简体   繁体   中英

How to limit GPU memory usage in TFLearn?

I'm using TFLearn with AlexNet to make a self driving car in GTA V, I've already trained the network but when I try to run GTA and the network simultaneously I get this error CUBLAS_STATUS_ALLOC_FAILED which means I've run out of GPU memory I guess.

This is my alex net file

import tflearn
from tflearn.layers.conv import conv_2d, max_pool_2d
from tflearn.layers.core import input_data, dropout, fully_connected
from tflearn.layers.estimator import regression
from tflearn.layers.normalization import local_response_normalization


def alexnet(width, height, lr):
    network = input_data(shape=[None, width, height, 1], name='input')
    network = conv_2d(network, 96, 11, strides=4, activation='relu')
    network = max_pool_2d(network, 3, strides=2)
    network = local_response_normalization(network)
    network = conv_2d(network, 256, 5, activation='relu')
    network = max_pool_2d(network, 3, strides=2)
    network = local_response_normalization(network)
    network = conv_2d(network, 384, 3, activation='relu')
    network = conv_2d(network, 384, 3, activation='relu')
    network = conv_2d(network, 256, 3, activation='relu')
    network = max_pool_2d(network, 3, strides=2)
    network = local_response_normalization(network)
    network = fully_connected(network, 4096, activation='tanh')
    network = dropout(network, 0.5)
    network = fully_connected(network, 4096, activation='tanh')
    network = dropout(network, 0.5)
    network = fully_connected(network, 3, activation='softmax')
    network = regression(network, optimizer='momentum',
                         loss='categorical_crossentropy',
                         learning_rate=lr, name='targets')
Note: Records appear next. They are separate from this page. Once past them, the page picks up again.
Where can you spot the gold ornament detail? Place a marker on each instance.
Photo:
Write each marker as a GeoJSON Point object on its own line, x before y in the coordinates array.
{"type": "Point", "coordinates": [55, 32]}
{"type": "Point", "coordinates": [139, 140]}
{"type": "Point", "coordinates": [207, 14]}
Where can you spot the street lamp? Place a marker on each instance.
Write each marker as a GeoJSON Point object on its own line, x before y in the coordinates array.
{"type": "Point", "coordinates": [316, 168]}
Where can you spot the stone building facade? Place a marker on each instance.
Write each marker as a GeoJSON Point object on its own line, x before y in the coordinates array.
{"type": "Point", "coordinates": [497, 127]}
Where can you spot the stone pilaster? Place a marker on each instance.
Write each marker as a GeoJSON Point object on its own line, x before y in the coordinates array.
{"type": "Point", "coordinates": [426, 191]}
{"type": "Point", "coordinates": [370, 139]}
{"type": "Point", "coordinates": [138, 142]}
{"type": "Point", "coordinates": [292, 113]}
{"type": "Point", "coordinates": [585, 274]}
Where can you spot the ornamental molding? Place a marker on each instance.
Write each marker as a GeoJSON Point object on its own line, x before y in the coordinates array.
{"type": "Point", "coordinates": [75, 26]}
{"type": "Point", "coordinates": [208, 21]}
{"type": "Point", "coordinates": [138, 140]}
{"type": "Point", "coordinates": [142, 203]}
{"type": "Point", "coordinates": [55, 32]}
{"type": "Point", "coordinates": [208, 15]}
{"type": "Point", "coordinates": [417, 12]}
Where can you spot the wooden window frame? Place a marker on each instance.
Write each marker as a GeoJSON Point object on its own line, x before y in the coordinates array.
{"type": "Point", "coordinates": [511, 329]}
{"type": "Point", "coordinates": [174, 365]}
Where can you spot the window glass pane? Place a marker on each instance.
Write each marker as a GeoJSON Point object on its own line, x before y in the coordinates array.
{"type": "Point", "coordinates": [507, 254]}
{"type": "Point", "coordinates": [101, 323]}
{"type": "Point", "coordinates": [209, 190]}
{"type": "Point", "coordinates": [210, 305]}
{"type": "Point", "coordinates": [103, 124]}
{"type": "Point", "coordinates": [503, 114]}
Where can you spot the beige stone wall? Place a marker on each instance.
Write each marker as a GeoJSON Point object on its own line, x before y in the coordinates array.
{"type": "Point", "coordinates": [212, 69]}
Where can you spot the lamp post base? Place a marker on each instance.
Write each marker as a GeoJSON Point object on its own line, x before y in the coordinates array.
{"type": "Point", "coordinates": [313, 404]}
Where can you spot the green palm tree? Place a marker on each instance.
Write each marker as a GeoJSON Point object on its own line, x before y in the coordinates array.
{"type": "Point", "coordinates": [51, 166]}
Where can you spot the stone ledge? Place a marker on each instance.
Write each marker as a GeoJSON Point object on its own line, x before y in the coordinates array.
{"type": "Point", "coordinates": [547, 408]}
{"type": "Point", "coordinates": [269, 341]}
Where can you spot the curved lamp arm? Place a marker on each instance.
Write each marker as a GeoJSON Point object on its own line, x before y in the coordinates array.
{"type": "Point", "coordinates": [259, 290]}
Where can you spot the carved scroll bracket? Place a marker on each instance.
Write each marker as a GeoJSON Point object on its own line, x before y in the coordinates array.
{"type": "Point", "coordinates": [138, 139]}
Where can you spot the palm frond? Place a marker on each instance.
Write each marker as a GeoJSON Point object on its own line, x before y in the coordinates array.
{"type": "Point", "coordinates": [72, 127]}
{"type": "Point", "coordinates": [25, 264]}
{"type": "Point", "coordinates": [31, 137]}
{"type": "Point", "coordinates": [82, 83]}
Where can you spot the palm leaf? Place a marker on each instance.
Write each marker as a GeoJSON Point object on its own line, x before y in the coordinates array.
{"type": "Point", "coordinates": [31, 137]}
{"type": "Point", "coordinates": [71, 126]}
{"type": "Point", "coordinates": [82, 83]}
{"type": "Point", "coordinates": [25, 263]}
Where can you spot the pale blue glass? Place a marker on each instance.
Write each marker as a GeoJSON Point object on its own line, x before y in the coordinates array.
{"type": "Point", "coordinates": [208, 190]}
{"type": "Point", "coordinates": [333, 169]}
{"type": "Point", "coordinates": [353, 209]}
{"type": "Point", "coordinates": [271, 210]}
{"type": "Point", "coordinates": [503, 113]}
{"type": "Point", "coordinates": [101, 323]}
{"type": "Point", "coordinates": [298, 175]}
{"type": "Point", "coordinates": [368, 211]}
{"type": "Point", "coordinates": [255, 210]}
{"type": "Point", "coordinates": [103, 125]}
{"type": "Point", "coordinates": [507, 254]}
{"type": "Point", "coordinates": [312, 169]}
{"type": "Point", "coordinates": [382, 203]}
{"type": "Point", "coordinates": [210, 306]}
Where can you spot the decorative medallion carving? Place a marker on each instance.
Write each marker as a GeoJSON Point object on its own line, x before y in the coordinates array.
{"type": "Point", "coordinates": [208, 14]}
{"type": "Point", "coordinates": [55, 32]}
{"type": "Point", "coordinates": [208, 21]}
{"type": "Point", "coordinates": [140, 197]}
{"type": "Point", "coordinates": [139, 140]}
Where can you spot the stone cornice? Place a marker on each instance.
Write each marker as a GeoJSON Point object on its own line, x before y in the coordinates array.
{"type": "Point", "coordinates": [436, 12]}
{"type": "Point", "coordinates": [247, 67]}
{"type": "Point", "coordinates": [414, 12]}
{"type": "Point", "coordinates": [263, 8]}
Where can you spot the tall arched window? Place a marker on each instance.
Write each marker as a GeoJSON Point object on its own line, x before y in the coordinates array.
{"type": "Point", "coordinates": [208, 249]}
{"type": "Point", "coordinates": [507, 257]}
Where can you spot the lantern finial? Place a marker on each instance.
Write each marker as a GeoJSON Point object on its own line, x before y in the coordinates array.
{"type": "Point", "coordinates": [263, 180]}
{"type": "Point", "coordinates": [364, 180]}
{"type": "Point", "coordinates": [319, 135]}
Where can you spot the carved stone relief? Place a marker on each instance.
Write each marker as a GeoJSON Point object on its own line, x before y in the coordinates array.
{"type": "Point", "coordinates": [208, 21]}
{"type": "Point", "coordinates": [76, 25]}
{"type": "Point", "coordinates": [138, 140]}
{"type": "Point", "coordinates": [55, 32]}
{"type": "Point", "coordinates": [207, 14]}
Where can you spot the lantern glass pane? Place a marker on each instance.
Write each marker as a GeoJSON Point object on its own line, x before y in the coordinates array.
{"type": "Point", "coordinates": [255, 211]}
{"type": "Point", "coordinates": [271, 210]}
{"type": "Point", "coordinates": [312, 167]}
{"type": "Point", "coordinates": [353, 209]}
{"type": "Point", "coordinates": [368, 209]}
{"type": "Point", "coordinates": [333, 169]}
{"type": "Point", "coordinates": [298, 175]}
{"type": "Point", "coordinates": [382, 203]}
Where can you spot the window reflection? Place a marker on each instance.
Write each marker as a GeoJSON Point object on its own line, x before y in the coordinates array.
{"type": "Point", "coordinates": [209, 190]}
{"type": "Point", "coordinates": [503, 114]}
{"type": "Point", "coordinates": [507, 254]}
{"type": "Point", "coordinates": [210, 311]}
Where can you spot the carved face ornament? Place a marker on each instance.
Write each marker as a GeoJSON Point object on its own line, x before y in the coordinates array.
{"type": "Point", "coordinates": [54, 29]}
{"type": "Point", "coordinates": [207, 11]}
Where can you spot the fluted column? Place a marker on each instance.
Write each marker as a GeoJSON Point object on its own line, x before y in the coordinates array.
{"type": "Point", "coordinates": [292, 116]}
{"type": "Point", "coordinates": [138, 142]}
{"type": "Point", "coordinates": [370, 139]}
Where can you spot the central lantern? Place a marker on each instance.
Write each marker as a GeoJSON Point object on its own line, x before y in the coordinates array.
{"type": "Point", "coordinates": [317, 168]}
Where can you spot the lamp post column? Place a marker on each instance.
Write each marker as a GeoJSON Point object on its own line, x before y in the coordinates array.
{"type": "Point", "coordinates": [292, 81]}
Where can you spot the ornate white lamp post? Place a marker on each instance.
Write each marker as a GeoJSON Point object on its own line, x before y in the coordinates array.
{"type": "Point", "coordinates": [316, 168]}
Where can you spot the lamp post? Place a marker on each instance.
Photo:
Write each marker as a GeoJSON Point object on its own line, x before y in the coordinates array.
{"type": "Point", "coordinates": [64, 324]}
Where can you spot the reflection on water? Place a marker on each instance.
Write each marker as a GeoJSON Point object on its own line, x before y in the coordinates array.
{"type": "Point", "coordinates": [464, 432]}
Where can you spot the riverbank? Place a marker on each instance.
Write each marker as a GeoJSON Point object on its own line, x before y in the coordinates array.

    model = tflearn.DNN(network, checkpoint_path='model_data/model_alexnet',
                        max_checkpoints=1, tensorboard_verbose=2, tensorboard_dir='log')

    return model

I've tried adding this

config = tf.ConfigProto()
config.gpu_options.per_process_gpu_memory_fraction = 0.4
session = tf.Session(config=config)
session.run(tf.global_variables_initializer())

and then passing session=session to the tflearn.DNN function like this

 model = tflearn.DNN(network, checkpoint_path='model_data/model_alexnet',
                        max_checkpoints=1, tensorboard_verbose=2, tensorboard_dir='log', session=session)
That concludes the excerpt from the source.